Planting, tending and harvesting herbs and vegetables allows adults with disabilities to learn leadership skills, cultivate social connections, and deepen their feelings of belonging within the local community, says Mason.
Not only does the garden give these participants a chance to work and play, but it also gives them a chance to learn – like when they made salsa together using the garden’s tomatoes. For some of these adults, new flavors and textures can be a challenge, so they may have never tasted a tomato. But they were willing to try something new because they’d helped to grow it, and they were curious how it tasted.
“We’ve really tried to make the garden inclusive,” Mason says. “We have raised beds that are built at the exact right height for someone using a wheelchair and we have wheelchair-accessible picnic tables. We also decided to use movable container gardens so we can actually bring our vegetables and herbs to some of our friends who can’t make it all the way back to the garden. They can do all the same tasks that we’re doing in our garden space, but they can stay seated at a table and be comfortable.”
In addition to the garden, Rising Lights Project offers inclusive playdates for children with and without disabilities while also hosting parties, movie and game nights, fundraisers and more. Upcoming events are listed online at risinglightsproject.org.
Education is a vital component, too. Just as Mason teaches adults in the garden, the project aims to teach the community at large how to talk about disabilities and how to approach and interact with this population.
“One of the things we did with our group recently was we asked them what they wanted to tell the community,” Mason says. Their answers inspired the design of the group’s flagship t-shirt, which reads: Just Smile and Say Hello.
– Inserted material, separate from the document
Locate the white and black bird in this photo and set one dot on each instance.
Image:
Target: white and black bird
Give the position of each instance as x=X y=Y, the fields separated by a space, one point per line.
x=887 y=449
Mason and Valentini, along with their volunteers and gardeners, bring some of their harvest to the public. Their vegetable crop last summer wasn’t abundant enough for a farmers market, but they got creative with herbs. From their storefront at Geneva Commons, the group sells honey, sachets of herbal tea blends, lip balms and hand salves. Everyone contributes to the final product. “We try to involve the gardeners in the whole process from start to finish,” says Mason.
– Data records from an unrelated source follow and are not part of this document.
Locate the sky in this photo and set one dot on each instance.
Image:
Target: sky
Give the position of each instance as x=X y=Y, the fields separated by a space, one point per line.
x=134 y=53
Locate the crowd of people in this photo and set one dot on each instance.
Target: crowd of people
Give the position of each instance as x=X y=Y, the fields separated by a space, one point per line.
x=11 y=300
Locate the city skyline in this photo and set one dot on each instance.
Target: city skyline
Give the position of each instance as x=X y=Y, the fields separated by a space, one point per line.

For Mason, the mission is personal. Though she’s always been passionate about helping people with disabilities, she’s gained a new perspective as a mother of two boys, one with special needs. Her own experiences led her to write a book, “Bible Promises for Parents of Children with Special Needs.”
“We walked that road for a while,” Mason says. “It just created such compassion in me because when your kid isn’t looking or acting the way other kids are looking and acting, you can encounter so much judgment.”
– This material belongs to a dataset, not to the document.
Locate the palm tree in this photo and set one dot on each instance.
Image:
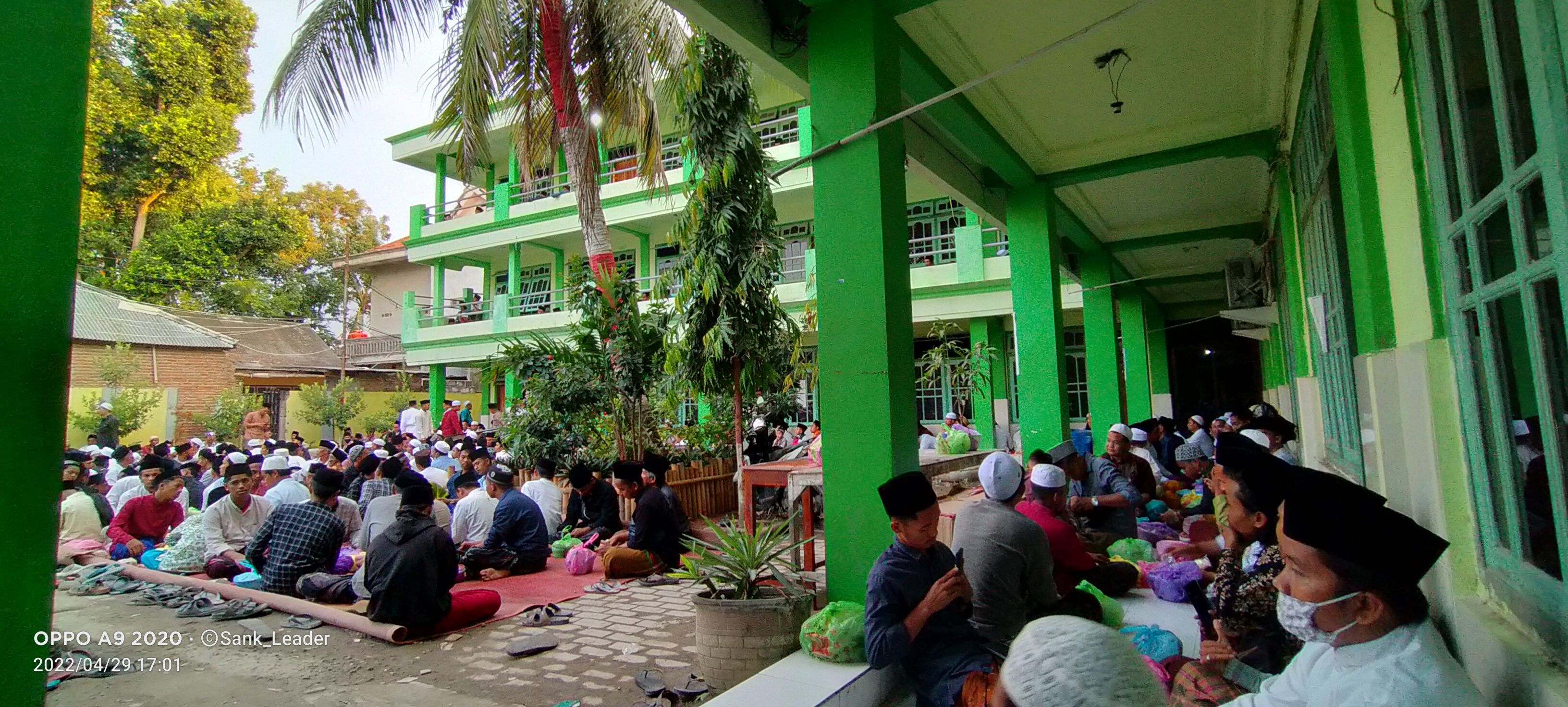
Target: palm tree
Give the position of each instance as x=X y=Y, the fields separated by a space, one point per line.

While some resources exist for kids with disabilities, not as many exist for adults.
“Once you age out of the school system, there’s little support anymore for families,” Mason says. “It’s hard to find job skills training, activities and places for adults to really connect. That’s where Rising Lights is really filling this void in the community.”
Mason and Valentini hope to expand the Rising Lights Garden in the future. This summer, they’re growing tomatoes, pumpkins, zucchini, yellow squash, peas, green beans, cucumbers, lettuce, peppers, strawberries, watermelon and herbs. They’ll also grow sunflowers and pollinator plants to attract butterflies and bees. Mason hopes this year brings enough vegetables to sell at farmers markets so the gardeners can learn about marketing and sales, as well.
As a result of her work in the garden, Mason says she’s made dear friends and watched these adults come alive. One of the program’s main goals is to create connections among adults of all ability levels while gaining skills that will open up future opportunities. One gardener who was mostly nonverbal went from being shy and quiet to talking and creating connections. Another has become somewhat of a leader and enjoys sharing his love of birds with new friends.
“It’s just really fun to see them progress and grow,” Mason says, “not just in their skills but also in their excitement to be there and do meaningful work.”